Segundo Luciano Vidigal, o filme “foi inspirado por uma história real. Eu sempre falo que a favela e a rua me inspiram muito. Tem muitas histórias singulares, bonitas, poéticas, de resistência, que eu acho que o mundo precisa ver (…) Essa história desse menino que existe, o Dé. E eu conheço desde criança, é amigo do meu irmão. E eu queria muito que esse corpo jovem, preto, favelado, tivesse um protagonismo humanizado e normalizado no cinema”, contou o diretor para o Gshow na pré-estreia de Kasa Branca no Rio de Janeiro. Nascido e criado no Morro do Vidigal, Luciano é também ator e professor e integra o grupo de Teatro Nós do Morro há 35 anos. Dirigiu segmentos de 5x favela – agora por nós mesmos (2010), Seleção Oficial do Festival de Cannes, e Cidade de Deus – 10 anos depois (2013).
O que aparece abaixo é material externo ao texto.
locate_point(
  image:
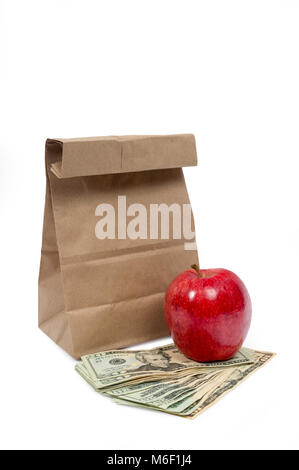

(Foto: Kasa Branca / Reprodução)
Sua primeira direção solo em um longa-metragem, Kasa Branca expande o campo de representação da favela a partir de uma poética do afeto e desmistifica estigmas de homens negros recorrentes na sociedade e reproduzidos nas novelas, séries e filmes. Mesmo em um contexto de vulnerabilidade social e desafios constantes, o foco da obra se volta para a amizade, o carinho, a solidariedade e a sensibilidade dos personagens. Apresenta, assim, proposições estéticas sobre linguagem e representação, ampliando o leque de possibilidades criativas no cinema brasileiro.
(*) Graduada em Audiovisual pela ECA-USP, Nayla Guerra é produtora cultural na Cinemateca Brasileira e organizadora do coletivo Cine Sapatão. É autora do livro “Entre apagamentos e resistências” (Editora Alameda, 2023) e diretora do filme “Ferro’s Bar” (2023).